Reaching the top of the poles, he spread himself so to speak,
across the well-like opening, and found that he could cling there.
"It's going to be a tough job," he said, realizing fully the
great strain it would be upon him, and that a false step would burl him
back to death.
He knew too, should his strength fail him, back he must fall.
But the Indians would visit upon him a worse fate, he well knew,
so up he started.
Slowly, first one hand, and then a foot, and so on he went.
The strain now begin to tell on him, and in places he had only
the rough rocky side for a footing or hold, instead of as in other
places a slight projection, and in each instance it took all his
strength to keep from falling.
The smoke too, came up about him, nearly blinding him, and that
with the foul air of the huge tomb were suffocating in the extreme.
But on he went, slowly, surely, the sweat dropping from him in
great beads, his feet and hands blistering, and the nails of his toes
tearing to the quick as he clung to the rough rocks.
Nearer and nearer the top he drew, and yet the way seemed
interminable. No resting-place, his muscles strained raw sore, his
blistered hands and feet wearing and bloody, and his weight seeming to
be hundreds of pounds.
But Joe had a will of iron, and a nerve not to be subdued, and
with shut teeth, and blinded eyes, for the smoke made it impossible for
him to see, he struggled on upward.
At last he put his hand out as usual, and he nearly fell, for it
met no resistance.
Quickly he felt around him, and knew that he was at the top.
Then he made a violent effort and drew himself over the ledge.
He was safe, but so worn out that he could not move, and lay
where he had dragged himself.
He was so blinded that he could not see; but he was content to
The cool air soon revived him, the smokeblinded eyes were soon
able to look about, and he found himself upon a high ridge, overgrown
with dwarfed trees.
The stars were shining brightly, and the air was chill, after his
experience in the cavern.
But he shook himself together, and seizing the line that was
fastened to his arms, lay down upon the rock and glanced below.

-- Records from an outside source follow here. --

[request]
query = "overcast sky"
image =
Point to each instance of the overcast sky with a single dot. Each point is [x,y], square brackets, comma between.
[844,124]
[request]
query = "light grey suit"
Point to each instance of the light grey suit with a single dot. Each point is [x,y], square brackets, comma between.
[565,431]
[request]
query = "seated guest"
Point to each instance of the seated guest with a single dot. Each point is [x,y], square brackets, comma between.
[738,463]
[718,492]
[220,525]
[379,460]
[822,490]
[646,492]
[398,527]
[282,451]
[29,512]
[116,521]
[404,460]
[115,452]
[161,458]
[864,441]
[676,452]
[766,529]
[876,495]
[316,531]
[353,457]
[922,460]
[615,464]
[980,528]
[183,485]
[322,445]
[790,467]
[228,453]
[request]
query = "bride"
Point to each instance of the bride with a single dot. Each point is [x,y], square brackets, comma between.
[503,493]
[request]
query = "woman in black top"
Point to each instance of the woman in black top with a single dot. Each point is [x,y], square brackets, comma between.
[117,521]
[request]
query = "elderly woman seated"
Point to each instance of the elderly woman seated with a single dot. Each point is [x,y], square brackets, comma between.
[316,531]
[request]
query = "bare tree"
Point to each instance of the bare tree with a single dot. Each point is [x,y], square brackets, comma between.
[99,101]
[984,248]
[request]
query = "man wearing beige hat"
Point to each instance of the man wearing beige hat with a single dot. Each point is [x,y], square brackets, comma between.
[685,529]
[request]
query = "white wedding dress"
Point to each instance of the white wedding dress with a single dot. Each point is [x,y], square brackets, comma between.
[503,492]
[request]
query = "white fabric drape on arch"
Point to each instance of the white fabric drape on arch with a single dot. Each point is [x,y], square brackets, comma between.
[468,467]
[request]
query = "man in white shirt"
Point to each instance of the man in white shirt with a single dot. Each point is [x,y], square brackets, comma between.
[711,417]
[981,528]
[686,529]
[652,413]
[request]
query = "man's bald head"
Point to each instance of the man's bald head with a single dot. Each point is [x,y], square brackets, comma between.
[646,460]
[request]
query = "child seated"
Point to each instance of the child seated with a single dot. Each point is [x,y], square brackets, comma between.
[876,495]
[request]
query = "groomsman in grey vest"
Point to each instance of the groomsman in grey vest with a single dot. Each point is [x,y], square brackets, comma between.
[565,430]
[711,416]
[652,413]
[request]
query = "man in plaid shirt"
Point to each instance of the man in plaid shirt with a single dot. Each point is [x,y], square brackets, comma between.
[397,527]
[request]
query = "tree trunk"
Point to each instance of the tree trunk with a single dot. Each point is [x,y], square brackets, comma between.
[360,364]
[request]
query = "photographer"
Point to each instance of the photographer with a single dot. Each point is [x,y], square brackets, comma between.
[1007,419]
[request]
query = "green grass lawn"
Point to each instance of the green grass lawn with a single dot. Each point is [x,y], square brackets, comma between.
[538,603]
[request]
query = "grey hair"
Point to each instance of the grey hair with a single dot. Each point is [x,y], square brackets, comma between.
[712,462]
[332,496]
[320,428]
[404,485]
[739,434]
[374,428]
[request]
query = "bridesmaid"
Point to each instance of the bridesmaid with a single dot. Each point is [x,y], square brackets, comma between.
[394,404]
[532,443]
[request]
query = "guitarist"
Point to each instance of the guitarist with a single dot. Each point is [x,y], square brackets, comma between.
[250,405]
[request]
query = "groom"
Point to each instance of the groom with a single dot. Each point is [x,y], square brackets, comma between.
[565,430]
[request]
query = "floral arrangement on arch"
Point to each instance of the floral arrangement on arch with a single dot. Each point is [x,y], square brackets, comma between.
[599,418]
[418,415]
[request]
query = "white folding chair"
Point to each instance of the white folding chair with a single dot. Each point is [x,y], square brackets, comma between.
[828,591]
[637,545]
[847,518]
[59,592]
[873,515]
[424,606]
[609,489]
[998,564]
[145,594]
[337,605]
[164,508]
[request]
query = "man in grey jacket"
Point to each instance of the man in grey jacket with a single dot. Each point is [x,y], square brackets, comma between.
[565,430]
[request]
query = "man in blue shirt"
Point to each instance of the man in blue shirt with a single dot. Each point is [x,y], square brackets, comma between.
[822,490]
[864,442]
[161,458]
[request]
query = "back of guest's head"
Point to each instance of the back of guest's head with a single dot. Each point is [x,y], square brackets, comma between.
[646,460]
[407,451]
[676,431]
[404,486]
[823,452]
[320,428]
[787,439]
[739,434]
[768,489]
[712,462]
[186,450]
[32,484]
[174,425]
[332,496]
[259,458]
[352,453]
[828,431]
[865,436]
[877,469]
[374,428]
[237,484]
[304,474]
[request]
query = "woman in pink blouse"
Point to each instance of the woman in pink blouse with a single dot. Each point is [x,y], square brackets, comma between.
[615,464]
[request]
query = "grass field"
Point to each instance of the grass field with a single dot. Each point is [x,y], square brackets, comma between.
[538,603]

The foul air and smoke almost stifled him, and he wondered how he
could have lived through it.
Slowly he drew on the line and up came his weapons to the top.
He could hardly repress a shout of joy when he grasped them.
Then the blanket-pack was drawn up, and laid beside the rifle,
and Joe gathered the faggots, which were like tinder, lighted them, and
lowered them quickly to the pile below.
Instantly they blazed up, and a hot roaring fire was the result.
"Rather, hard on the dead Injuns, I guess," he said, with some
sympathy for those in the tomb.
Ever and anon he looked down, and saw that the fire was creeping
up the poles and, that they would soon be consumed, and all below
present no appearance how an escape had been made from the cavern.
Joe was foot-sore, weary, in fact utterly worn out but he felt it
incumbent upon him to place as much distance as possible between him and
his foes by morning, so he drew on his over-large boots, wincing with
the pain it gave him and then started upon his way.
But each step was agony to him and at last he knew he must rest,
be the consequences what they might to him.